Year-long relationships are what sent a group of 30 to Knoxville. AdventureServe was formally located in Tennessee and sent groups to the Knoxville and Chattanooga areas for inner-city service projects. Since moving their base to Wilmore, the organization continues to send groups to Tennessee.

“We had one trip to Chattanooga and one trip to Knoxville this summer, which is historically common for us,” Wiehe said. “There are still groups that really enjoy being in Tennessee.”

The mystery trip program connects groups with rural and inner-city organizations and gives youths a chance to serve in multiple capacities. Throughout the eight weeks of the summer, groups consistently partnered with Lighthouse Ministries, a food pantry, and Broadway Christian Church’s Broadway Live Day Camp in Lexington. 

AdventureServe guides youth through experiences that get them out of their comfort zone.  

“There’s value in broadening your world and learning about areas that are different from what you are used to,” Weihe said. 

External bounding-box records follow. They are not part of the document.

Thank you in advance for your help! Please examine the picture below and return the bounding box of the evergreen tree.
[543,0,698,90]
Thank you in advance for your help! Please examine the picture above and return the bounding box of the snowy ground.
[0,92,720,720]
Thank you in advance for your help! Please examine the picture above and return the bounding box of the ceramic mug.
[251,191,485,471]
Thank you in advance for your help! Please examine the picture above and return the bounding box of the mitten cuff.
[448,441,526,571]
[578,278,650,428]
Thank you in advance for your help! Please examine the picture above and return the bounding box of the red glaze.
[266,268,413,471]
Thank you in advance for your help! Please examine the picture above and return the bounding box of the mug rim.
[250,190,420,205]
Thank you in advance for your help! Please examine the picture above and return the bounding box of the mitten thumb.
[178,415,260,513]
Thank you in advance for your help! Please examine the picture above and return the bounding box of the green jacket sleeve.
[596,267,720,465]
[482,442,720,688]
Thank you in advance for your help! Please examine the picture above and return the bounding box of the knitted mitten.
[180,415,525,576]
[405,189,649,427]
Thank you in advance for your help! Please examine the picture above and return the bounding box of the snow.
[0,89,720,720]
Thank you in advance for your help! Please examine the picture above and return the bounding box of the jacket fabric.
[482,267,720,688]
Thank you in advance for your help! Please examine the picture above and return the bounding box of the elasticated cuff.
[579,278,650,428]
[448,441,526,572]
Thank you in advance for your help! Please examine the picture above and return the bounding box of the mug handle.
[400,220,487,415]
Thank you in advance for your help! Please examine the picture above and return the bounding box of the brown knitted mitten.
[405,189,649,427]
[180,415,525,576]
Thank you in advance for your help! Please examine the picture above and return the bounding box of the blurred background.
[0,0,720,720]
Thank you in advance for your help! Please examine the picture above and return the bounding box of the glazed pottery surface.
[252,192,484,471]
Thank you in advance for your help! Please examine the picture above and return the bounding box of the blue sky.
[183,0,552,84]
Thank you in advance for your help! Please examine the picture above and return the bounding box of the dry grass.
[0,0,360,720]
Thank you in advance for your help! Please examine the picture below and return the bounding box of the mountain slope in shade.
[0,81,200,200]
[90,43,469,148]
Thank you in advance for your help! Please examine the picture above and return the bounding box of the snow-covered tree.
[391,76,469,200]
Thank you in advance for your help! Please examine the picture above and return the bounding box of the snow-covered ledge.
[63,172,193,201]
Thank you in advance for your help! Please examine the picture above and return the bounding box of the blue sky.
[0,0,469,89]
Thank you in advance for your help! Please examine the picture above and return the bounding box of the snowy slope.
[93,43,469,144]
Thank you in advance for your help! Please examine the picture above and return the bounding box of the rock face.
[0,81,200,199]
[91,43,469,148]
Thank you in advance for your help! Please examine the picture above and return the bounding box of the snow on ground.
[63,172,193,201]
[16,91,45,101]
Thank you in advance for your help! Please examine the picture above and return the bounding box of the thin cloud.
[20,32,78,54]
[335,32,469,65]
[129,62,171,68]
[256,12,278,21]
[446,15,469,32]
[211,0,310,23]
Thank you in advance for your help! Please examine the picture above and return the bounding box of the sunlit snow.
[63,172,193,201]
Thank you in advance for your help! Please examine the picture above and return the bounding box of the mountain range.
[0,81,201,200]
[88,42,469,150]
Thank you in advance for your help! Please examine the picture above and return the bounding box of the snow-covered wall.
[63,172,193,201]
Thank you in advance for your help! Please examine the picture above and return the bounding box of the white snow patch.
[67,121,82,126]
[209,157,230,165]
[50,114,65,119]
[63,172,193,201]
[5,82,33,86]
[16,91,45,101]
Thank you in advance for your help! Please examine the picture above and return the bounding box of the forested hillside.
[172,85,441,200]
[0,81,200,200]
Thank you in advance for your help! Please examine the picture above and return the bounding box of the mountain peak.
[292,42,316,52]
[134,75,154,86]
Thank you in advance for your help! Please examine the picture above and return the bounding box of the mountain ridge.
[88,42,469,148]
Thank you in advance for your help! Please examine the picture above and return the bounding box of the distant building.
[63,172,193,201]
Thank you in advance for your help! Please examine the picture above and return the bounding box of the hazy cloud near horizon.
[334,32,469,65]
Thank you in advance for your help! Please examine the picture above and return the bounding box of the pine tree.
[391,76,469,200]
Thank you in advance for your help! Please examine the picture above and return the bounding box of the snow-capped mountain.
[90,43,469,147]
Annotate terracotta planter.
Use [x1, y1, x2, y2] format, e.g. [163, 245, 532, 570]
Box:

AdventureServe also offers a home repair program. One group of 12 from Gospel Fellowship of Sussex in Sussex, Wisconson, spent their week doing home repair projects at the home of Junior and Phyllis Lewis, residents of Wilmore. Junior is a retired custodian at Wilmore Elementary, and Phyllis worked as a cook at Asbury College for 22 years. The group replaced a gutter, repaired sagging ceilings and replaced joists on the floor of the couples home. 

“They were amazing,” Phyllis said of the group. “I’ve never seen kids work so hard. This is a great thing that has started, and I just pray they keep doing it.”

The Lewises were recommended to AdventureServe by a friend who saw a flyer at a laundromat in Wilmore. The friend asked their permission before sending in the application which began a weeks-long process of interviews and waiting for approval. 

“I said, ‘no, I don’t have any objections, I just wish I could do it myself,’” said Junior. “But no, I don’t have any objections. 

For health reasons, Phyllis and Junior have been unable to keep up with the repairs needed in their home. Phyllis suffers from arthritis that leaves her unable to stand some days, and Junior suffered a hernia that has made him unable to safely lift more than 15 pounds. 

“We used to keep it together ourselves, but both of us are down,” Phyllis said. “We prayed, thank God, thank you Jesus when they came. I was so proud [of the kids].”

In addition to the service projects, all 150 students were given the chance to experience the outdoors through activities such as caving, rock climbing and whitewater rafting.